Saturday, October 5, 2019

No Snickers, please


During September's TCM salute to the 100th anniversary of United Artists, one of the movies shown that I hadn't blogged about before was the 1921 version of The Three Musketeers. A recently-restored print is available on DVD, so I recorded it and sat down to watch.

The time is France in the 1620, and there's palace intrigue going on. Louis XIII (played by a young but recognizable Adolphe Menjou) is the King, although the real power behind the throne is Cardinal Richelieu (Nigel De Brulier). Louis' wife Anne (Mary MacLaren) is in love with England's Duck of Buckingham (Thomas Holding), but apparently the King doesn't yet know about it. Richelieu does, though, and one can guess is planning to reveal it at a time that would be advantageous to him.

The Cardinal seems to have decided that that time is coming up soon, as the Queen's seamstress Beatrice has a boyfriend in D'Artagnan (Douglas Fairbanks Sr.) whom she calls to Paris for help. There's a big dance coming up, and Louis wants Anne to wear a particular piece of jewelry. But Anne gave it to Buckingham as a token of remembrance since they really shouldn't be having a relationship. He's taken it back to England, and Anne needs it back.

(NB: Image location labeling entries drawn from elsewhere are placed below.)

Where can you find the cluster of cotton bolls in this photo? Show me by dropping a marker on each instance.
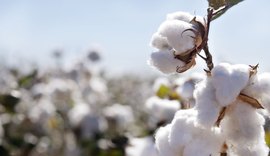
(225, 118)
(177, 37)
(69, 110)
(161, 107)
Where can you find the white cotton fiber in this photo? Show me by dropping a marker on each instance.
(162, 109)
(206, 104)
(178, 36)
(182, 16)
(162, 141)
(165, 62)
(182, 129)
(205, 143)
(229, 80)
(161, 81)
(159, 42)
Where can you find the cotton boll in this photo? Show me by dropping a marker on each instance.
(206, 143)
(177, 36)
(182, 129)
(162, 142)
(228, 81)
(141, 147)
(159, 42)
(160, 82)
(161, 110)
(206, 104)
(165, 62)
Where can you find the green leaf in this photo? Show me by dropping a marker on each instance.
(163, 91)
(221, 6)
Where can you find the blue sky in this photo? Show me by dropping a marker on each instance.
(30, 30)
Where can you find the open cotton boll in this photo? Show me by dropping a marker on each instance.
(178, 36)
(162, 109)
(182, 16)
(159, 42)
(162, 142)
(259, 149)
(162, 81)
(141, 147)
(165, 62)
(183, 128)
(205, 143)
(206, 104)
(242, 125)
(228, 81)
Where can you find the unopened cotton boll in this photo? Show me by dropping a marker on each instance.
(165, 62)
(228, 81)
(162, 142)
(178, 35)
(206, 104)
(205, 143)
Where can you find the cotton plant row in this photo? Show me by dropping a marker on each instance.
(225, 119)
(65, 111)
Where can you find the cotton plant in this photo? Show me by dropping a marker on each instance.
(226, 118)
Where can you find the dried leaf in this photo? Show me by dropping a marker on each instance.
(190, 64)
(250, 100)
(224, 4)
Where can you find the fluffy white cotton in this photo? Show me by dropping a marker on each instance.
(162, 142)
(178, 36)
(161, 109)
(187, 138)
(162, 81)
(160, 42)
(229, 80)
(183, 127)
(259, 88)
(184, 16)
(165, 62)
(206, 103)
(242, 125)
(141, 147)
(205, 143)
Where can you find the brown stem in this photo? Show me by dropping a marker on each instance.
(208, 60)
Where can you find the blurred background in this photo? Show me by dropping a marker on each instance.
(74, 79)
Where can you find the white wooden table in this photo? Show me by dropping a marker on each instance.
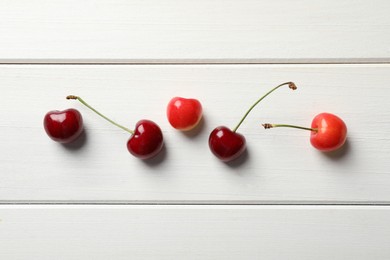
(282, 200)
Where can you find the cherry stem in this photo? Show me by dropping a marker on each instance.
(100, 114)
(290, 84)
(268, 126)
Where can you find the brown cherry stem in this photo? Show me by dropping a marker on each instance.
(268, 126)
(290, 84)
(100, 114)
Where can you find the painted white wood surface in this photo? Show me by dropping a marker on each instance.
(280, 167)
(194, 232)
(194, 31)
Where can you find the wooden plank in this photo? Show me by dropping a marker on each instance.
(280, 166)
(199, 31)
(194, 232)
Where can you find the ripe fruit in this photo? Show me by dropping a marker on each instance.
(63, 126)
(146, 140)
(227, 144)
(328, 131)
(184, 113)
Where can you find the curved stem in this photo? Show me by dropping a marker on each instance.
(268, 126)
(290, 84)
(100, 114)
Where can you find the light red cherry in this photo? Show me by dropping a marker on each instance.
(184, 113)
(145, 142)
(328, 131)
(63, 126)
(227, 144)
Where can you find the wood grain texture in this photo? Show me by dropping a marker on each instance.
(202, 31)
(280, 166)
(194, 232)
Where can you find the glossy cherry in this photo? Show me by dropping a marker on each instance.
(328, 131)
(184, 113)
(145, 141)
(227, 144)
(63, 126)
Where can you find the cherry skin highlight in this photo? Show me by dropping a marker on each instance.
(330, 134)
(184, 113)
(63, 126)
(225, 144)
(147, 140)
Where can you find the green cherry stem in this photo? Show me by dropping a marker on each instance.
(100, 114)
(290, 84)
(268, 126)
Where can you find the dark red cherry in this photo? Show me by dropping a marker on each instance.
(225, 144)
(147, 140)
(63, 126)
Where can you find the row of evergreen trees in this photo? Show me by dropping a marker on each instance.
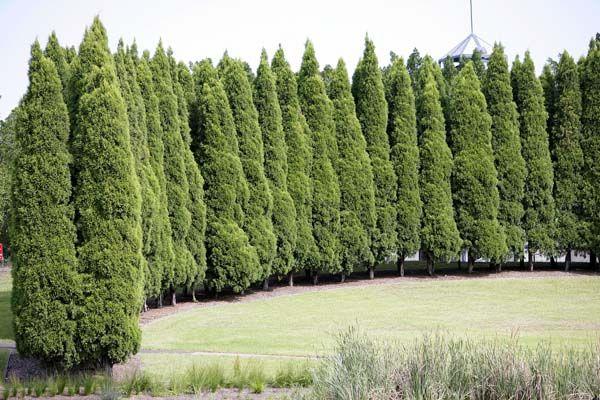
(138, 176)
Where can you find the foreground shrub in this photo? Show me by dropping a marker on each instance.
(436, 367)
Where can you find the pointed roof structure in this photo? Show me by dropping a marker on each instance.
(466, 47)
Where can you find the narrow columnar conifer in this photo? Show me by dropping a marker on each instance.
(404, 154)
(276, 167)
(439, 235)
(46, 286)
(299, 158)
(567, 157)
(58, 56)
(231, 260)
(590, 131)
(107, 205)
(318, 110)
(538, 202)
(259, 210)
(177, 184)
(164, 255)
(195, 199)
(355, 174)
(506, 144)
(372, 112)
(136, 112)
(474, 176)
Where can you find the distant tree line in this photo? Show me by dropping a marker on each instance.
(134, 176)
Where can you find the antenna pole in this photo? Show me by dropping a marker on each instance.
(471, 7)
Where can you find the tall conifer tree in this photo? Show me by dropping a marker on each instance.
(177, 184)
(538, 202)
(259, 210)
(474, 177)
(46, 286)
(326, 192)
(276, 166)
(231, 260)
(439, 235)
(506, 144)
(163, 254)
(107, 204)
(299, 157)
(404, 154)
(567, 156)
(195, 198)
(355, 174)
(372, 112)
(590, 132)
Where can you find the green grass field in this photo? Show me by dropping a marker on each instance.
(563, 310)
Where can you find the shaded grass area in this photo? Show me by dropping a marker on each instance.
(559, 310)
(6, 327)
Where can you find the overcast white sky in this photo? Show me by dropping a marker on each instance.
(205, 28)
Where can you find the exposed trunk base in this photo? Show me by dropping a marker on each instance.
(401, 265)
(530, 260)
(568, 260)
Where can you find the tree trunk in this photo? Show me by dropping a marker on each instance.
(401, 265)
(430, 266)
(530, 260)
(471, 262)
(568, 260)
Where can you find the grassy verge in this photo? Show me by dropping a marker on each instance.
(560, 310)
(438, 367)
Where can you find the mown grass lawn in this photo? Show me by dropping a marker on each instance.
(563, 310)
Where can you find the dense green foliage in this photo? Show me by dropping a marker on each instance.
(42, 230)
(404, 154)
(107, 206)
(506, 144)
(439, 235)
(567, 156)
(355, 174)
(149, 184)
(276, 167)
(194, 239)
(318, 110)
(231, 260)
(590, 141)
(259, 209)
(177, 185)
(538, 220)
(163, 255)
(474, 177)
(299, 158)
(372, 112)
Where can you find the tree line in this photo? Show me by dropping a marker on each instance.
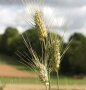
(73, 62)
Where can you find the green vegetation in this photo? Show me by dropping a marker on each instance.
(73, 62)
(63, 80)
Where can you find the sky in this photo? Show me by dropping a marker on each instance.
(60, 15)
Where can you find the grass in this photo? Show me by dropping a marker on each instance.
(62, 81)
(4, 59)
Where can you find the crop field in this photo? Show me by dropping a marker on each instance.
(14, 77)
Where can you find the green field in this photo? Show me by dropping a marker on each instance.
(11, 61)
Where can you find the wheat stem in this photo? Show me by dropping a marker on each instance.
(57, 80)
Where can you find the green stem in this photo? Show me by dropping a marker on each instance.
(47, 87)
(49, 79)
(57, 80)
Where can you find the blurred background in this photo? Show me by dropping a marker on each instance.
(69, 15)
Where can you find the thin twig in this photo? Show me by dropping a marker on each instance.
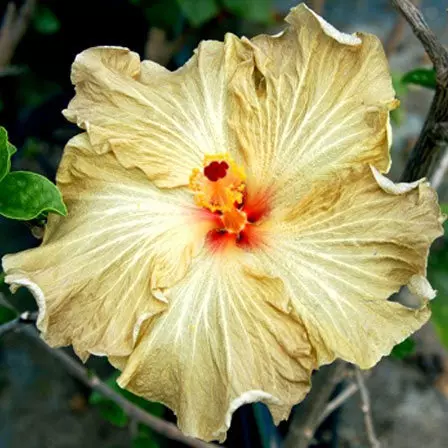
(427, 147)
(317, 6)
(396, 35)
(338, 401)
(436, 51)
(305, 420)
(15, 24)
(365, 407)
(91, 380)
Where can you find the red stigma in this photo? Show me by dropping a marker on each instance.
(216, 170)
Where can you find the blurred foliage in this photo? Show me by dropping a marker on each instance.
(404, 349)
(145, 437)
(425, 77)
(398, 115)
(438, 276)
(45, 21)
(198, 12)
(25, 195)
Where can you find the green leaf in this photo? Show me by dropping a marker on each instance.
(199, 11)
(257, 11)
(45, 21)
(425, 77)
(404, 349)
(11, 149)
(438, 277)
(145, 441)
(5, 155)
(25, 196)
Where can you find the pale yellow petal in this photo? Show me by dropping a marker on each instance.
(97, 271)
(343, 250)
(307, 103)
(159, 121)
(229, 337)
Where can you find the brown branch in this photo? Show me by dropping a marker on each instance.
(396, 35)
(15, 24)
(365, 407)
(426, 149)
(306, 418)
(79, 372)
(338, 401)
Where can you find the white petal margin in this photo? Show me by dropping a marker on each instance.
(98, 271)
(159, 121)
(16, 281)
(228, 338)
(344, 250)
(330, 30)
(420, 286)
(308, 103)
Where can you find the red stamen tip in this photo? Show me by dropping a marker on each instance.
(216, 170)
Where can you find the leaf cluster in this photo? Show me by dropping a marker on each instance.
(25, 195)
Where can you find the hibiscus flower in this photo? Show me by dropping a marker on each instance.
(229, 226)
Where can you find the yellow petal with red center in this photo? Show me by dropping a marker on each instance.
(101, 272)
(163, 131)
(344, 249)
(307, 103)
(229, 338)
(220, 185)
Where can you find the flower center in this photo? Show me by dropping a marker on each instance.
(219, 187)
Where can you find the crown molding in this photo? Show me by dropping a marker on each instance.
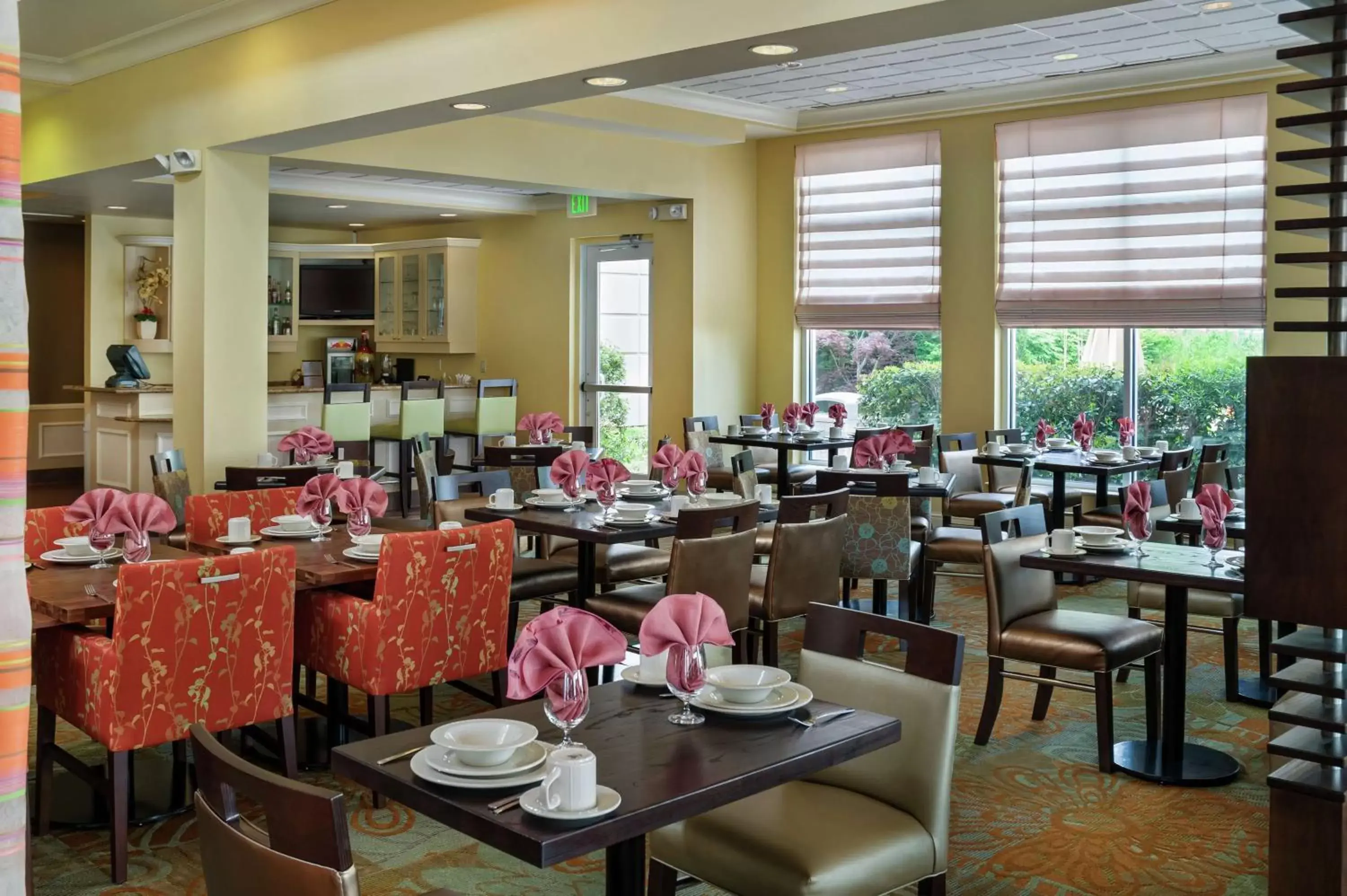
(202, 26)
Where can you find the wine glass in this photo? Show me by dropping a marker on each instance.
(322, 517)
(686, 677)
(568, 704)
(101, 542)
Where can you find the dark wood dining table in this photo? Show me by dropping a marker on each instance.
(1172, 759)
(663, 773)
(588, 529)
(783, 445)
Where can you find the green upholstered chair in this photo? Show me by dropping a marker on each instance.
(496, 414)
(348, 419)
(421, 411)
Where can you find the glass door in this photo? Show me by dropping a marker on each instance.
(616, 348)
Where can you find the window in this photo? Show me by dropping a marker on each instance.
(880, 376)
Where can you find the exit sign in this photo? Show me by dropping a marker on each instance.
(581, 206)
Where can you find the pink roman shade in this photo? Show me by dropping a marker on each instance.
(1143, 217)
(869, 229)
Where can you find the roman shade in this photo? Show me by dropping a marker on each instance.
(869, 233)
(1143, 217)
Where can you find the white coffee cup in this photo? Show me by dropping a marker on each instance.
(572, 782)
(240, 529)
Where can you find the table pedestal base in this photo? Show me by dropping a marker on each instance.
(1201, 767)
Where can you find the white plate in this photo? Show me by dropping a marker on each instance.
(710, 701)
(531, 802)
(61, 557)
(422, 769)
(251, 540)
(275, 531)
(526, 758)
(634, 676)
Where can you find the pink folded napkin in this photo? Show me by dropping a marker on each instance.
(1127, 430)
(1214, 505)
(568, 471)
(138, 515)
(95, 507)
(554, 645)
(306, 442)
(868, 453)
(605, 472)
(316, 492)
(667, 460)
(1042, 431)
(1136, 510)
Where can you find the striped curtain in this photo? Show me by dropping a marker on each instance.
(15, 620)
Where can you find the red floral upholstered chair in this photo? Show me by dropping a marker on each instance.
(42, 526)
(202, 641)
(438, 615)
(208, 515)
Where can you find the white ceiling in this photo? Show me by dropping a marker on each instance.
(1105, 40)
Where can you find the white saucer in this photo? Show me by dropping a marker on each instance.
(526, 758)
(713, 703)
(61, 557)
(251, 540)
(634, 676)
(422, 769)
(275, 531)
(360, 556)
(531, 802)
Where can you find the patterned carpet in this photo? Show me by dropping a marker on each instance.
(1032, 814)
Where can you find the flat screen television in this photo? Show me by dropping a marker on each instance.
(337, 290)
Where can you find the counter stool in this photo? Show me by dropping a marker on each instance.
(415, 417)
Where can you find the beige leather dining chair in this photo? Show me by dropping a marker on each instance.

D'Artagnan has wanted to join the King's Musketeers, a defense force that's been clashing with the Cardina's defense force. When D'Artagnan gets to Paris, he calls on the musketeers, which is where he meets three of their number, Athos, Porthos, and Aramis, whom you'll remember from the book. (Aramis is played by a young and unrecognizable Eugene Pallette. I knew he was thin in a previous life before he became the portly character actor with the memorable voice; I didn't know just how unrecognizable he was.) Eventually, D'Artagnan and the musketeers set off for England to get the jewel, while Richelieu tries to stop them.

This version of The Three Musketeers is moderately interesting, but it also has problems that have nothing to do with the fact that it's a 1921 movie that was limited to the filmmaking capabilities of that era. There are plot holes galore, with the big one for me being that news somehow travels much faster than the musketeers. Somehow, Richelieu is able to keep getting news to people further ahead of the musketeers, despite that it would take time to get news from the musketeers' location back to Paris, and then have Richelieu decide something and get that news out. I suppose carrier pigeons might have been faster than men on horseback, but I'm not convinced.

Also, for as much as Douglas Fairbanks Sr.'s reputation is predicated on being a swashbuckler, and how much this story in any of its adaptations should be built on swashbuckling, the sequences we get here are surprisingly tame. Last, but not least, the pacing is slow. Fairbanks, now being at a studio of his own, was able to make this as an epic and it runs right about two hours when maybe 90 minutes would have been better to keep things from dragging.

Overall, this version of The Three Musketeers is an interesting little curio, but if it comes to Fairbanks I'd recommend The Mark of Zorro first.